ARA CEO Plans to Double Assets by Boosting Property Funds

ARA Asset Management Ltd., a manager of real estate trusts partly owned by billionaire Li Ka-shing, wants to double assets under management over five years as its private funds buy more properties.

ARA, which manages about S$22.1 billion ($17.7 billion) of assets through real estate investment trusts and funds, plans to expand with acquisitions and enhancing existing properties, Chief Executive Officer John Lim said in an interview yesterday. Its real estate funds, which make up less than a third of assets managed by the Singapore-based company, are expected to increase to half in five years, he said.

With six REITs listed in Singapore, Hong Kong and Malaysia, ARA now wants to focus on expanding its private property funds after attracting the largest U.S. pension investors. The stock rose 2.5 percent to S$1.85 at the close in Singapore, the biggest gain in five weeks. That extended the year’s increase to 14 percent, more than twice the 5 percent advance in the index tracking the city’s REITs.

“Capital markets will continue to grow but I think there’s more potential for us on the private markets side,” Lim said in Singapore. “If we continue to prove to the market that we can increase the assets under management, then the share price will continue to grow.”

Its funds, which have invested in properties from an empty mall in China to a Singapore convention center, will focus on the retail and office sectors, Ng Beng Tiong, CEO of ARA’s funds unit, said in the same interview.

California Public Employees’ Retirement System, or Calpers, the largest U.S. pension fund, and Teacher Retirement System of Texas have invested in the funds, Lim said. Japanese and Korean funds are potential sources of capital, he said.

Ready Money

“You’re looking at a market full of liquidity,” Lim said. “Money is ready, it’s about how well you’re going to manage it.”

Blackstone Group LP, the world’s biggest manager of real estate private-equity funds, is seeking to raise more than $2 billion for its first property pool focused on Asia, a person with knowledge of the effort said in December. Sydney-based Goodman Group, the second-biggest industrial property manager, said last month it plans to spend A$500 million ($512 million) on acquisitions.

The property funds “are absolutely looking around in this region and they’re very busy in raising funds,” said Ada Choi, Asia Director at CBRE Group Inc. in Hong Kong. “Still, sourcing capital remains difficult, and in terms of new funds being formed, it’s taking longer to close their funds.”

Dynasty REIT

In October, ARA canceled an initial public offering of Dynasty Real Estate Investment Trust, backed by commercial real estate in China, amid sluggish demand for new equity. The IPO, which had sought to raise as much as 5.4 billion yuan ($868 million), is still being considered, Lim said.

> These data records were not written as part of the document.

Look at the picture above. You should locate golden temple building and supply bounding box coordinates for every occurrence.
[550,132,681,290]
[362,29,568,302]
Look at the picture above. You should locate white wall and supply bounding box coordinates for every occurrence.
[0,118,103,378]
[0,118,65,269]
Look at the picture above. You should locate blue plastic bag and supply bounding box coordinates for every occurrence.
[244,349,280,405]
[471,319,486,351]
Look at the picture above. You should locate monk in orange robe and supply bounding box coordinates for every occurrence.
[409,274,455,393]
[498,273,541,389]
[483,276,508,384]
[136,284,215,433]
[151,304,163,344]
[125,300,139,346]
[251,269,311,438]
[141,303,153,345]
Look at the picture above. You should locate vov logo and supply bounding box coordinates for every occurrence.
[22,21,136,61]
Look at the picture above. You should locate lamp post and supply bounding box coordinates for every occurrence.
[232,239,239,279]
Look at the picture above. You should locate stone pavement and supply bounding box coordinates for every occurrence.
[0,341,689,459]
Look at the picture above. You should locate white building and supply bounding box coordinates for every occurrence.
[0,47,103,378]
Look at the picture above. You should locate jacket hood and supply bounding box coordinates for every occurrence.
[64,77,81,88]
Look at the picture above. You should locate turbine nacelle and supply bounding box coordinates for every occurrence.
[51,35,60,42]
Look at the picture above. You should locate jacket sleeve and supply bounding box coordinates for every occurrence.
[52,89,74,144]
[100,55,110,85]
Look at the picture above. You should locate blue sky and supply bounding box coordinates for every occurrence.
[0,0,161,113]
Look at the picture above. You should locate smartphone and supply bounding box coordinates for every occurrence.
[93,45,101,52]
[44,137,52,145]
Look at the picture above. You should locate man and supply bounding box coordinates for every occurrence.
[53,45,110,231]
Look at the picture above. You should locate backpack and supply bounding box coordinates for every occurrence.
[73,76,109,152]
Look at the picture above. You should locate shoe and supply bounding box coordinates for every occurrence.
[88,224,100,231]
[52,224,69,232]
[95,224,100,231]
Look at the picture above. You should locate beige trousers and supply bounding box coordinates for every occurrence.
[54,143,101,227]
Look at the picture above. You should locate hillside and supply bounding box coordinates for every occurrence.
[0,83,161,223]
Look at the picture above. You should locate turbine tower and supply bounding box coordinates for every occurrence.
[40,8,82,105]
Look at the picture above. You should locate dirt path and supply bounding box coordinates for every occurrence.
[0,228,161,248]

The assets for Dynasty REIT are held by ARA’s property funds, Lim said, adding that the biggest concern is China’s taxes. Lim owns 33 percent of ARA while Li’s Cheung Kong Holdings Ltd. holds 13.9 percent, according to data compiled by Bloomberg. The Hong Kong developer had offered ARA’s REITs the first right to buy some of its properties.

ARA is also focusing on expanding its existing trusts including Cache Logistics Trust and Fortune REIT. These plans may include buying other REITs, Mark Chu, its director of business development, said in the interview.

REITs from Singapore and Japan were the most active last year, with investments reaching $8.9 billion, or three quarters of total purchases by Asian property trusts, according to CBRE. Yields fell to 5.1 percent in the second half from 5.8 percent in the previous six months, the property brokerage said.

Noise, Color

“Launching new REITs is good, it creates a bit of noise and adds color, but actually I would prefer to grow our current REITs,” Lim said. “Growing our AUM from our current REITs is healthier for us and creates economies of scale. Launching a new REIT means I need to have a new CEO, new team, new board, and you’ve got to grow from a low base again.”

Singapore REITs had an average total return of 7.8 percent this year, the highest in Asia after Japan and Taiwan, according to data compiled by Bloomberg.

Lim expects stock prices of the city’s REITs to rise by about 20 percent to 30 percent this year, as the spread between their dividends and the Singapore government’s 10-year bonds narrow. The bonds yielded 1.57 percent today, while the Singapore REIT index traded with a 4.7 percent yield, according to data compiled by Bloomberg.

“A 200 basis point spread would be a reasonable spread,” Lim said, citing averages for markets including the U.S., U.K. and Australia. “There is a market disconnect.” A percentage point is 100 basis points.

ARA plans to expand into new markets like Japan, Australia and India, as well as Southeast Asian countries including Indonesia, Vietnam and Thailand. It may also expand its logistics assets.

“There’s so much liquidity coming to Asia,” Lim said. “We want to capture part of that money.”